Kathleen Ash-Milby was appointed Curator of Native American Art at the Portland Art Museum in 2019. Previously Ash-Milby was an Associate Curator at the Smithsonian National Museum of the American Indian (NMAI) in New York where she organized numerous exhibitions including Transformer: Native Art in Light and Sound, with David Garneau (2017). International projects include SITElines Biennial: much wider than a line, at SITE Santa Fe (2016); and Edgar Heap of Birds: Most Serene Republics, a public art installationand collateral project for the 52nd International Art Exhibition / Venice Biennale (2007). Ash-Milby was the curator and co-director of the American Indian Community House Gallery in New York City from 2000–2005. She has published widely on contemporary Native American art, including essays in Art in America, Art Journal, and contributed to and edited numerous exhibition catalogues.
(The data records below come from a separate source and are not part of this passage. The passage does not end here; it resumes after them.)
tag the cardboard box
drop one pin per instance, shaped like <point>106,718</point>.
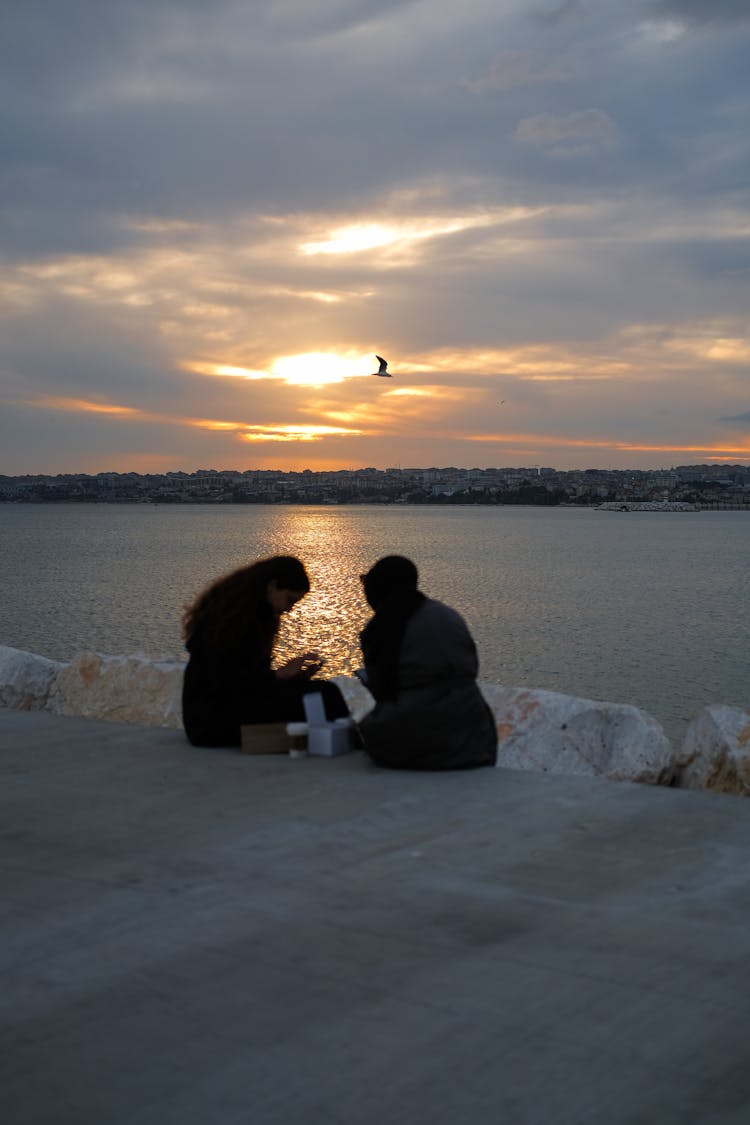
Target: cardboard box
<point>264,738</point>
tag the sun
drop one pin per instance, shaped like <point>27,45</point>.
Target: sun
<point>316,369</point>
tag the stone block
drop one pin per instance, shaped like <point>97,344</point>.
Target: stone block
<point>357,696</point>
<point>26,680</point>
<point>715,753</point>
<point>124,689</point>
<point>550,732</point>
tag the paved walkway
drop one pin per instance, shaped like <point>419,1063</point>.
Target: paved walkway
<point>196,937</point>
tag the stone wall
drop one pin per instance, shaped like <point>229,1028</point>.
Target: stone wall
<point>540,730</point>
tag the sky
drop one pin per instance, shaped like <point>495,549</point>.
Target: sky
<point>215,215</point>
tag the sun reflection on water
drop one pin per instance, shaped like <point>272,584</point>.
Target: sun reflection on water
<point>328,620</point>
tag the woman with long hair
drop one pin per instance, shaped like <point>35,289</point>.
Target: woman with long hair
<point>421,665</point>
<point>229,631</point>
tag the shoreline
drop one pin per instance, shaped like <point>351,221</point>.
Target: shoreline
<point>538,730</point>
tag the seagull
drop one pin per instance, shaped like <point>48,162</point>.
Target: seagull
<point>382,369</point>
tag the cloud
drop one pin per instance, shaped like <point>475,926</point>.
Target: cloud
<point>584,129</point>
<point>704,11</point>
<point>210,219</point>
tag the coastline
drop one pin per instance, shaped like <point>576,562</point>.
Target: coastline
<point>538,730</point>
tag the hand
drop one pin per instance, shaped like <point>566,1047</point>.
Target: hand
<point>304,666</point>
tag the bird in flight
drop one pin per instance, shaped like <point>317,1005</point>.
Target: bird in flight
<point>383,368</point>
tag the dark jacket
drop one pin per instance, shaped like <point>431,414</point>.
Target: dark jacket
<point>439,719</point>
<point>224,691</point>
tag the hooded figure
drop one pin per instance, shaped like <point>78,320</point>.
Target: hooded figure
<point>421,665</point>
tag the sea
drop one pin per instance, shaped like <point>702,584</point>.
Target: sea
<point>642,608</point>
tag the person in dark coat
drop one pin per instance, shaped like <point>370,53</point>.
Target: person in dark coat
<point>421,665</point>
<point>229,632</point>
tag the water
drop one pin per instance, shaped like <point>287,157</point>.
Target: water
<point>639,608</point>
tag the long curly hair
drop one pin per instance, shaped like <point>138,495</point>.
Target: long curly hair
<point>234,611</point>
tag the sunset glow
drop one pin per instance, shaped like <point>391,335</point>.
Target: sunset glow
<point>551,257</point>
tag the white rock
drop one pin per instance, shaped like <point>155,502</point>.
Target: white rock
<point>716,750</point>
<point>26,680</point>
<point>126,689</point>
<point>550,732</point>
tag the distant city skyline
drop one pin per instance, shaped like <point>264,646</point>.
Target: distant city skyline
<point>215,217</point>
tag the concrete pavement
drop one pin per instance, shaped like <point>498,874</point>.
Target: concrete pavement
<point>197,936</point>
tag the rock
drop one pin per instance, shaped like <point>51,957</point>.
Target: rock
<point>26,680</point>
<point>716,750</point>
<point>125,689</point>
<point>550,732</point>
<point>357,696</point>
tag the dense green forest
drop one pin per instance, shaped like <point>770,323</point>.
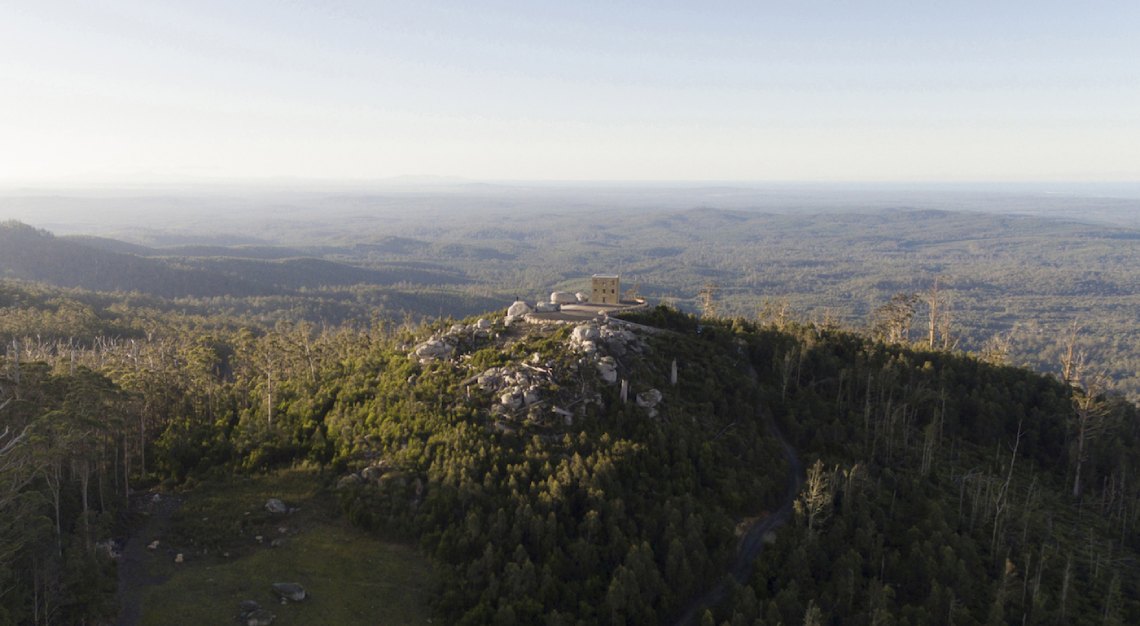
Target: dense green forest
<point>563,476</point>
<point>1018,283</point>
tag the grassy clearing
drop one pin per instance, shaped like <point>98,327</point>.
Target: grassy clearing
<point>351,577</point>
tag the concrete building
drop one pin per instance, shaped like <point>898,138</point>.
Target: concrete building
<point>607,290</point>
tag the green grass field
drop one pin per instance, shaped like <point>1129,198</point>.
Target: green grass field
<point>351,577</point>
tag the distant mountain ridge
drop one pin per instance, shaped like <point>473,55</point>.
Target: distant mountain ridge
<point>102,263</point>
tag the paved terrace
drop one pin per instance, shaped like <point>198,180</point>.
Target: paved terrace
<point>584,311</point>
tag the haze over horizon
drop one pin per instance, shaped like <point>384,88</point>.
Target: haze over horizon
<point>135,92</point>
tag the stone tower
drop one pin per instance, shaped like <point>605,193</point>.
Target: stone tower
<point>607,290</point>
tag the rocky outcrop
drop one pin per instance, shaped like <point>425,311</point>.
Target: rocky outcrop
<point>276,506</point>
<point>608,370</point>
<point>433,349</point>
<point>516,310</point>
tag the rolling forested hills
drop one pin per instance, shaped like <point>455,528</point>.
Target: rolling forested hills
<point>743,472</point>
<point>1017,279</point>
A member of the Navajo Nation, she earned her master of arts from the University of New Mexico.
Marvella Muro is the Director of Artistic Programs and Education at Self Help Graphics and Art. She spearheads the long-standing Professional Print Program, Barrio Mobile Art Studio (BMAS), and SHG’s multifaceted art and education programs. Since joining in 2019, she has curated ateliers and special projects in SHGs renowned serigraph studio established the Artists Committee to guide its monthly Artist Lab series. She also restructured its Artist in Residence program, now called Beyond the Press, inviting multidisciplinary artists to create a body of work with or guided by the SHGs community. As the head of education, she launched a Youth Committee and the Creative Lab partnership with the neighboring high school.
She was formerly the Community Engagement Manager at the Los Angeles County Museum of Art (LACMA), developing and executing art programs with community partners and artists in Compton, North Hollywood, and East Los Angeles. Prior to joining the Education team, she has various curatorial roles at LACMA and was Executive Assistant and project manager at USC Pacific Asia Museum in Pasadena. She has a B.A. in Art History from Cal State University, Fullerton, and an M.A. in Arts Management from Goucher College in Maryland.